君の記憶に僕は。
君は首から一眼レフカメラを提げていた。


真っ黒なその機体に、夏草がくっついていた。


見れば君の制服にも髪にもついていた。ただし、僕にそれを取ってあげられるほどの勇気は無かったけれど。



「カメラは趣味?」


「生きがい」


「何を撮っていたの?」


「命を、撮ってた」



君は頬を伝う雫を人差し指で拭うと、カメラのフォルダを見せてくれた。


眠るようにして目を閉じている、白猫の姿。がりがりに痩せていて、毛も汚れていたから、多分野良猫だったんだろう。もう息をしていないようだった。
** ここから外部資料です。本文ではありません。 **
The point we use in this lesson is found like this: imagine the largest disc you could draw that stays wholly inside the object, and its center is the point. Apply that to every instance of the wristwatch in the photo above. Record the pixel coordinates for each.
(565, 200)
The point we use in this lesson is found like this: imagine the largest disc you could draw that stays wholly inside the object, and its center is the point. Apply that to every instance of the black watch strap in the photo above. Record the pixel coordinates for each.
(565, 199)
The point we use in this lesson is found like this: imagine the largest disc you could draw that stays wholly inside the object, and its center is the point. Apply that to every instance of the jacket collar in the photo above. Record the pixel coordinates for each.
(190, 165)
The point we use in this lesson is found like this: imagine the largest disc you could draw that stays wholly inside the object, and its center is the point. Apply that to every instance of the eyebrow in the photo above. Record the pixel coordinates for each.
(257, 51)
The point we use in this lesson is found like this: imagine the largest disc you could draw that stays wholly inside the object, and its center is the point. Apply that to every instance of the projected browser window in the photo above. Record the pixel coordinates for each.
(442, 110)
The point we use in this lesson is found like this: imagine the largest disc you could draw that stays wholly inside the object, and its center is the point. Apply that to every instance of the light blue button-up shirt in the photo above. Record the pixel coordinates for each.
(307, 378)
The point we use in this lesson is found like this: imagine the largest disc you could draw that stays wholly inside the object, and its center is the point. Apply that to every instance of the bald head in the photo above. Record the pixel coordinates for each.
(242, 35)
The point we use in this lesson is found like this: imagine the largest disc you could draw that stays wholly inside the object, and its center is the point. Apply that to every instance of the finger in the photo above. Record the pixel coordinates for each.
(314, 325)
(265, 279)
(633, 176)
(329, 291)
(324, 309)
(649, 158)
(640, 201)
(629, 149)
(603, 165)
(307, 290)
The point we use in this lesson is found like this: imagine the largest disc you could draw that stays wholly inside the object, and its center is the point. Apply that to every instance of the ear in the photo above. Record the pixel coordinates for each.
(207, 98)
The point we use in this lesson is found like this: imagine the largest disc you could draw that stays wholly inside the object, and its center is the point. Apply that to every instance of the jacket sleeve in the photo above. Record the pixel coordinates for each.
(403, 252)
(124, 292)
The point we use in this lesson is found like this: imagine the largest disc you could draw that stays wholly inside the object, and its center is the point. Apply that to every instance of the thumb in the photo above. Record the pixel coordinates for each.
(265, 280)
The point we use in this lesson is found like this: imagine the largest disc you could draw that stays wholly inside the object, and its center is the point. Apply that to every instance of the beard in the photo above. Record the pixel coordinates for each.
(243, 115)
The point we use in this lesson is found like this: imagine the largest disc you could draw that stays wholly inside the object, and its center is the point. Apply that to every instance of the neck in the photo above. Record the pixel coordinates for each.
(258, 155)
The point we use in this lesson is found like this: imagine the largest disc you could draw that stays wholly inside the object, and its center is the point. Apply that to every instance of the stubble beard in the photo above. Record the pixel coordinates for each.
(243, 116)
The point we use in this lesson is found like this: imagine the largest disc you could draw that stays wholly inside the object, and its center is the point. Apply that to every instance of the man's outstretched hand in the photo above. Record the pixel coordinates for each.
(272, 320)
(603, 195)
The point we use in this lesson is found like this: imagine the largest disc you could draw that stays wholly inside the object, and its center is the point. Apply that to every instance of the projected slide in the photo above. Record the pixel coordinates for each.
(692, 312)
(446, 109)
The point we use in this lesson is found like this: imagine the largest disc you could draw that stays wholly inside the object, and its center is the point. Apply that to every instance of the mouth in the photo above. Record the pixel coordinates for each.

何故君が猫の写真を撮っていたのか、あの頃の僕にはわからなかった。無理もない、死というワードに、あの頃は疎かった。


ただ、不謹慎かもしれないが、横たわる白猫は酷く美しく見えた。


涙でぬれた君のまつ毛も、とても美しかったのを覚えている。



「アツキの生きがいは?」


「絵を描くことかな、多分ね」


「絵を描くの?」


「うん、未熟者だけどね」



僕は未完成の絵描きだ。パーツの足りてない、不良品だった。


何を描きたいのかも曖昧なまま、ただただ筆を動かし、真っ白なキャンパスに色をのっけていた。


何かが足りない気がして、だけどその足りないものが何かまでは、不良品の僕では分からなかった。


どんなに頑張っても、綺麗にはならない。絵が息を吹き返さない。


綺麗になると言うのは、うまく描けると言う訳ではなくて、例えば息絶えた白猫の魂とか、君の艶やかなまつ毛とか、そういうことだ。


ただあの頃の僕には、どう足掻いてもそれを表すことはできなかったよ。